We've all been there, searching for a new pattern, UI element, or method. You remember seeing it before somewhere but can't quite remember where, or you've got a great idea that you can't quite realize, or you want to try out a new library. When the documentation doesn't live up to the software it's based on, it drags the whole product down.
There are many reasons we can get documentation that isn't fit for purpose. Project deadlines, developer turnover, or merely leaving documentation until it's too late all lead to poor documentation. On top of this, writing documentation can be hard because developers typically want to be coding, not copywriting. At the same time, documentation is too technical for copywriters to be able to create alone. There are lots of reasons why lousy documentation exists, but it's so critical that there's no excuse good enough not to do it. If you want your software to grow, you have to document it well.

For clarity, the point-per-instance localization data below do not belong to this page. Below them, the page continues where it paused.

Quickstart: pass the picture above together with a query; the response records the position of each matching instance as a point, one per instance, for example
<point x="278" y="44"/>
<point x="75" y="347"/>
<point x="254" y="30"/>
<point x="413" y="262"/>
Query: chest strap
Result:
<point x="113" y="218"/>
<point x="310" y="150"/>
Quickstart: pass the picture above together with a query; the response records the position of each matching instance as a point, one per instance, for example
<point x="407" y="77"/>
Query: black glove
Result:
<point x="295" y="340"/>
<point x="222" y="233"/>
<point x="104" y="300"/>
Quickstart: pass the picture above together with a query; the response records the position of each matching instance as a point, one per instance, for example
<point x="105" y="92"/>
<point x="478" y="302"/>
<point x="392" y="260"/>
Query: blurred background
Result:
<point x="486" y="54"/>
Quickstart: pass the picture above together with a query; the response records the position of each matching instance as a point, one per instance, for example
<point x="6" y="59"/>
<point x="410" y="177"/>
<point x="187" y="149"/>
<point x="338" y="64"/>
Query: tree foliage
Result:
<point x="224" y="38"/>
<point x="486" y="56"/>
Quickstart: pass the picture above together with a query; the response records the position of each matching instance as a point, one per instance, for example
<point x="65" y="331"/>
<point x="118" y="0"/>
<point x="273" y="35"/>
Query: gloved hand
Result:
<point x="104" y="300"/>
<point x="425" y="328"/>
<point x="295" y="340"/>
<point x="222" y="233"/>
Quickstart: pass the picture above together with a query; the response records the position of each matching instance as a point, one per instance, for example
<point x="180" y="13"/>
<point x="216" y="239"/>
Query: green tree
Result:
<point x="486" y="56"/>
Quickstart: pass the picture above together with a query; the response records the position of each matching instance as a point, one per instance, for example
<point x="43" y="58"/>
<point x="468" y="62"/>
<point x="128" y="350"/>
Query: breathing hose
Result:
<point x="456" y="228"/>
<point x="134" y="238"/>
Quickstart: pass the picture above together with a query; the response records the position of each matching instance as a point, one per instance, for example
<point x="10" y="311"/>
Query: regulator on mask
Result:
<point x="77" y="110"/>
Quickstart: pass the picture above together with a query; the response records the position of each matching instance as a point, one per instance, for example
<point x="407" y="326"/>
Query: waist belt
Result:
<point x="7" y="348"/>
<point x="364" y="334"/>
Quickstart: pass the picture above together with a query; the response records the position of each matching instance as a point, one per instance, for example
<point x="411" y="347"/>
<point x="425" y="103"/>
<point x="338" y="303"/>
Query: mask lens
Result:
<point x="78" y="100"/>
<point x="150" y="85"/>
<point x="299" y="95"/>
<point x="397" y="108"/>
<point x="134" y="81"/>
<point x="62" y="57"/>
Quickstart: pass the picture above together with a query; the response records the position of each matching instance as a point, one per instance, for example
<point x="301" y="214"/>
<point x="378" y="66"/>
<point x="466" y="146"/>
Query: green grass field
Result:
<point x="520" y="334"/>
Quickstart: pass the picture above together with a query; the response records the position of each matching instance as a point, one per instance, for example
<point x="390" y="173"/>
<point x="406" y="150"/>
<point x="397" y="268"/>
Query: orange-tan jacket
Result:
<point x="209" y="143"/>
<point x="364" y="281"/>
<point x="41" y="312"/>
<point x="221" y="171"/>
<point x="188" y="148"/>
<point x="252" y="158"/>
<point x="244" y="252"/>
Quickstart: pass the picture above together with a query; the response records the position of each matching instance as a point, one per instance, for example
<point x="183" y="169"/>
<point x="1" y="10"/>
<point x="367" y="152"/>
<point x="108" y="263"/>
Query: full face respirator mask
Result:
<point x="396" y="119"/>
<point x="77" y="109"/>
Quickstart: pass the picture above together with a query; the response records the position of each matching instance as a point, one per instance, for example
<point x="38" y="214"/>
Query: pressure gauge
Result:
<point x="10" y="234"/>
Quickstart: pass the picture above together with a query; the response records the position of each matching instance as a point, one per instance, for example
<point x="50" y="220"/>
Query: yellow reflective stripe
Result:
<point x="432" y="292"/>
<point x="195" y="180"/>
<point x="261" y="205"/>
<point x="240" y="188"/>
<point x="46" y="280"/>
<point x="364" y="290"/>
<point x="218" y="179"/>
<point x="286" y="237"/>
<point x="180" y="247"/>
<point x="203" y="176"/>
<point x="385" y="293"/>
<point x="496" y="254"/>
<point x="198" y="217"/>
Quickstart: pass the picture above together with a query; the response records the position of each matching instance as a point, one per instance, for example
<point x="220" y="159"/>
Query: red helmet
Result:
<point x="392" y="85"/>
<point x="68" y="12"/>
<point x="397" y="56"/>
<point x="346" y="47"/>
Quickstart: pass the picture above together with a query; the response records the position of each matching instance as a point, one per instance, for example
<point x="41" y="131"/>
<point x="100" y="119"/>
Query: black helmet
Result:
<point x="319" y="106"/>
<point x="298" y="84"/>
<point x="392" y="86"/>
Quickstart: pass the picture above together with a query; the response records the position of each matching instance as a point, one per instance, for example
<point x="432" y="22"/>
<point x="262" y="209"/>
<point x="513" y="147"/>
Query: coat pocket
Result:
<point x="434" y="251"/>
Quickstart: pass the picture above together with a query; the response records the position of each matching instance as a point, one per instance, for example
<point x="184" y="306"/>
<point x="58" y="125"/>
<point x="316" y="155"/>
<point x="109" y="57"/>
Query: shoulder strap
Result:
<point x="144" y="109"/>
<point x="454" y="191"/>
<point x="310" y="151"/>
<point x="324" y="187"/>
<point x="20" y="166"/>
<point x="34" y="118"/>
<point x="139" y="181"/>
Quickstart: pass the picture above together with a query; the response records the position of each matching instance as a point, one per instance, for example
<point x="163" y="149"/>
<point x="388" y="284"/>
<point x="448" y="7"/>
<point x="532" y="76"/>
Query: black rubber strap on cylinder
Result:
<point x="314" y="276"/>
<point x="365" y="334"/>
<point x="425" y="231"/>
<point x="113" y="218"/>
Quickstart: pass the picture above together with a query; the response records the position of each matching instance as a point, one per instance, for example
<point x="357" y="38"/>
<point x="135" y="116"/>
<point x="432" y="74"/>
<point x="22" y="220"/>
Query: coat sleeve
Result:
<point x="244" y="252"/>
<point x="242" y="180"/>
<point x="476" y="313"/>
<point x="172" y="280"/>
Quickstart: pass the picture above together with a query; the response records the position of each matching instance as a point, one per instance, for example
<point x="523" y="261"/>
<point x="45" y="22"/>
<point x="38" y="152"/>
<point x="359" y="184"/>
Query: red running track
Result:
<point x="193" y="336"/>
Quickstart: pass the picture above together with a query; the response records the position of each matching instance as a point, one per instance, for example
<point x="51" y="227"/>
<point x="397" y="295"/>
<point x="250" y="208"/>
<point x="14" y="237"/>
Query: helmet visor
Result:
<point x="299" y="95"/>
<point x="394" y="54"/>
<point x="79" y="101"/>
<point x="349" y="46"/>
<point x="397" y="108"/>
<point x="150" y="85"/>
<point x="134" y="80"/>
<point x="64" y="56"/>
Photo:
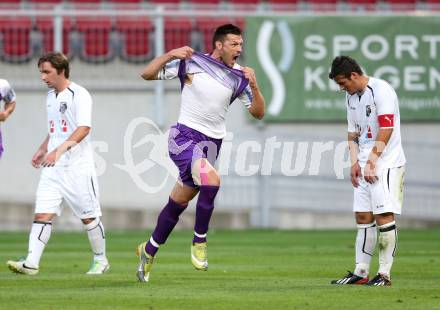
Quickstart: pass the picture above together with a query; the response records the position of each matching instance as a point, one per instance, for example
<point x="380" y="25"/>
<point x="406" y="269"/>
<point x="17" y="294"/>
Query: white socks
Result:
<point x="387" y="247"/>
<point x="365" y="244"/>
<point x="38" y="238"/>
<point x="95" y="231"/>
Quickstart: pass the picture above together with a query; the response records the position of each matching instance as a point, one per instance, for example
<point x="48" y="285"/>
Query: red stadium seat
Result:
<point x="45" y="26"/>
<point x="246" y="1"/>
<point x="135" y="32"/>
<point x="402" y="5"/>
<point x="433" y="5"/>
<point x="322" y="5"/>
<point x="15" y="46"/>
<point x="10" y="5"/>
<point x="45" y="1"/>
<point x="195" y="2"/>
<point x="282" y="1"/>
<point x="177" y="33"/>
<point x="281" y="5"/>
<point x="95" y="39"/>
<point x="366" y="5"/>
<point x="165" y="1"/>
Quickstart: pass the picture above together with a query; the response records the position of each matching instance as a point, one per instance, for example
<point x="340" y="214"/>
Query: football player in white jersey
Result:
<point x="7" y="95"/>
<point x="68" y="171"/>
<point x="209" y="84"/>
<point x="377" y="170"/>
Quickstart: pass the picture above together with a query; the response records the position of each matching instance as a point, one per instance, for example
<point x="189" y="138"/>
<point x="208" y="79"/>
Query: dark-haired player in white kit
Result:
<point x="377" y="170"/>
<point x="7" y="95"/>
<point x="68" y="167"/>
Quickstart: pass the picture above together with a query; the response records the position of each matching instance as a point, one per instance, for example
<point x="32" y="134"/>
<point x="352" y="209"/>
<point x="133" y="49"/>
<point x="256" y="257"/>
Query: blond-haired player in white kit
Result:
<point x="377" y="170"/>
<point x="68" y="167"/>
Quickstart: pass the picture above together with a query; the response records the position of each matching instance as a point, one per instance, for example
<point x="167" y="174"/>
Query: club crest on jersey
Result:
<point x="368" y="110"/>
<point x="63" y="107"/>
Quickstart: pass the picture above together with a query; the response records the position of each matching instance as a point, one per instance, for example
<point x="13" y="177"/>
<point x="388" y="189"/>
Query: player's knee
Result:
<point x="87" y="221"/>
<point x="43" y="217"/>
<point x="364" y="217"/>
<point x="205" y="174"/>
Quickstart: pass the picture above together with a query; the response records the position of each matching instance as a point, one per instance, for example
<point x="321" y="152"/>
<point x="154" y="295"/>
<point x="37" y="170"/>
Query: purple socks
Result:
<point x="204" y="208"/>
<point x="166" y="222"/>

Well written documentation ultimately starts right at the beginning of the project. You need to think of how you're going to document what you do, and your goal for the documentation afterward. If you want to share it publicly, you'll probably need an external docs site, some tutorials, and some examples, but for an internal project, you might need less (or you might not). How you create the documentation is up to you. However, two popular solutions are creating a website specifically designed for documentation, or creating git a repository containing lots of well-formatted markdown files.
All well-written documentation should comprise a short tutorial to get up and started with the software and a more robust set of documentation explaining and more in-depth docs showing all the options you have available, what they do, and your choices (if applicable). The best documentation shows instances when you might use these, things to know beforehand, and a few cases with expected results to help you get started. Inadequate documentation only lists functions that are available to you, but not how or why to use them. As a user, you shouldn't come away confused, so document everything you can think of and always give examples.
When a user is reading your documentation, they only view it chronologically one time, while they are first learning how your software works. After that, they'll be jumping in and out at different points, trying to remember how things worked, but the order of this won't be logical or even predictable. So navigation should be simple and well structured to allow quick access to what is needed. Links between pages and content within the same page are needed to make finding specific elements just as easy.
While documentation can be excellent on its own, sometimes it's just not enough. People learn in different ways, and for some, reading isn't the answer. There are lots of different ways you could preview your code, and they differ depending on the software. A playground to test out what you're building without having to set up a code environment, or pre-created apps stored in a repo allowing a developer to reverse-engineer your code can be great, allowing users to see the end product before using it themselves. But don't sacrifice well-written documentation to create previews as previews enhance your documentation but can never replace it.
There's ultimately a lot to think about when writing documentation, but neglecting it is a mistake. It's as important as writing code itself, and a skill to admire among developers. If you're the only person who knows how to use your code, it's useless.